# Relocating to Rhodes



## maximax68 (Jun 22, 2011)

Hi everyone,

I am a 43 years old single mum with a daughter aged 7.
I have been holidaying on Rhodes for 15 years and feel it's time to maybe make a permanent move there.
I have means to get us settled, ie, rent and basic living allowance for about 1 year until hopefully I can find work and get us established.

Can anyone please help with details of the moving process and any useful links;

1. How to get a tax / insurance number
2. Registering my daughter for education
3. Renting properties / agents etc
4. Anything else that I may need to know

Holidaying is one thing, but I do appreciate that there is alot more to relocating. I just don't know where to begin gathering the information I need to get started!

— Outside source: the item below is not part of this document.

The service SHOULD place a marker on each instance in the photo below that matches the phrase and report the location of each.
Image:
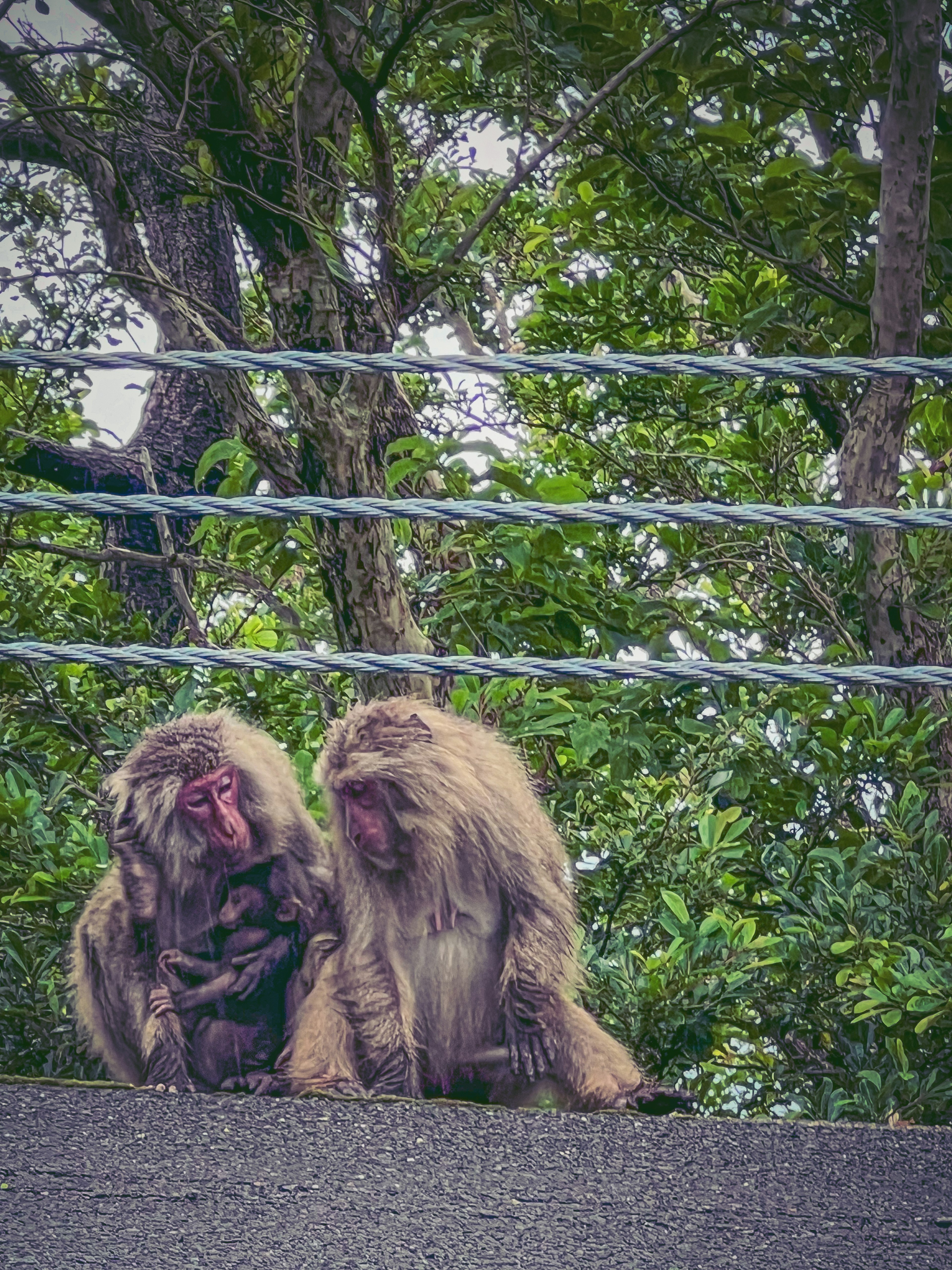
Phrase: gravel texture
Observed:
(96, 1178)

All help / advice would be gratefully appreciated, and I thank you in advance for your time and effort.

Kind regards to all,

Maxine and Lillie-Rose x


----------



## tpebop (Nov 2, 2009)

Maxine. We are retired on Rhodes.First off you will find it very difficult to find work.In our village alone in the past year, 7 British families have had to return to the UK because of lack of work. Greeks are finding it difficult to find work.
Supposing you did find work. You would need to pay for child care for your daughter.Education in Greece is very very expensive.
So with due respect You need to have a re think.


----------



## Kypros (Jun 29, 2011)

Rhodes is a nice place to live, but times are hard there at the moment. You really need to be sure of work and have plenty of funds to see you through.


----------



## maximax68 (Jun 22, 2011)

Kypros said:


> Rhodes is a nice place to live, but times are hard there at the moment. You really need to be sure of work and have plenty of funds to see you through.


Thank you for the thread 
Times are hard here too - I just think that my money would reap a better quality of life in Rhodes than here in London!

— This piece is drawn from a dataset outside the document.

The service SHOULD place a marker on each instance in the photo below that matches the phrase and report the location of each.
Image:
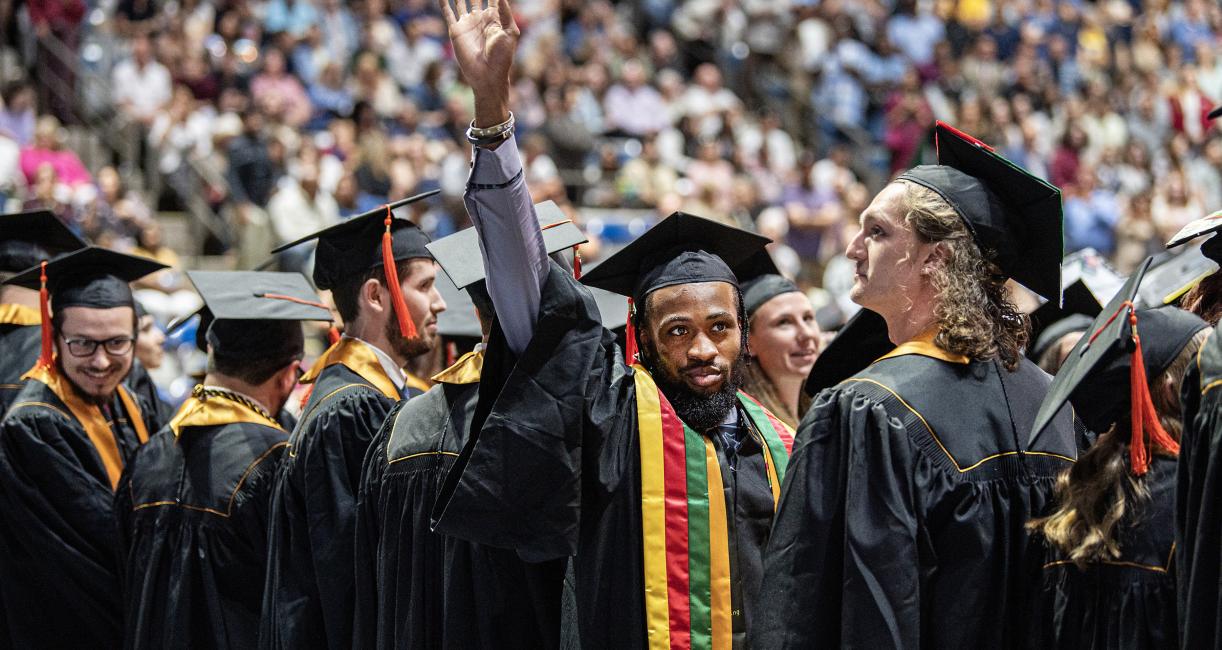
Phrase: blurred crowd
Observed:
(779, 115)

And I really don't relish the thought of working now until I'm 68 before I am of pension age - I think I'd be better off cashing my pension in and running )


----------



## tryanything (Jul 8, 2011)

maximax68 said:


> Thank you for the thread
> Times are hard here too - I just think that my money would reap a better quality of life in Rhodes than here in London!
> 
> And I really don't relish the thought of working now until I'm 68 before I am of pension age - I think I'd be better off cashing my pension in and running )


HI Maximax , you should do whatever it is you have your heart set on ! Rhodes is a beautiful place to live, but the best advice i can give you is go and try it for a year. The UK isnt going to dissapear and if it doesnt work out you can always return, it will also have been a great adventure for you and your daughter. If you rent there for a while and absorb and learn about the lifestyle, you are then free to make your own decision based on what you know and like about the place and not be to reliant on other peoples experience. Hope this helps.


----------



## tryanything (Jul 8, 2011)

maximax68 said:


> Hi everyone,
> 
> I am a 43 years old single mum with a daughter aged 7.
> I have been holidaying on Rhodes for 15 years and feel it's time to maybe make a permanent move there.
> ...


Maxine, my wife is Greek (from Rhodes) and we have 3 children 13, 11 and 6. We are planning a move there sometime next year. if you send me an e mail i can send you several links to sites that can help you out. As i am new to this forum i have no clue how we exchange e mail addresses....


----------



## maximax68 (Jun 22, 2011)

tryanything said:


> Maxine, my wife is Greek (from Rhodes) and we have 3 children 13, 11 and 6. We are planning a move there sometime next year. if you send me an e mail i can send you several links to sites that can help you out. As i am new to this forum i have no clue how we exchange e mail addresses....


Thanks for the upbeat reply...maximax68 @ bt internet . com


----------



## tryanything (Jul 8, 2011)

tryanything said:


> Maxine, my wife is Greek (from Rhodes) and we have 3 children 13, 11 and 6. We are planning a move there sometime next year. if you send me an e mail i can send you several links to sites that can help you out. As i am new to this forum i have no clue how we exchange e mail addresses....


HI Maxine, I,ll e mail you over some hopefully useful links to sites.


----------



## tryanything (Jul 8, 2011)

tryanything said:


> HI Maxine, I,ll e mail you over some hopefully useful links to sites.


Maxine I,ll e mail you some stuff tomorrow (Sunday) cheers


----------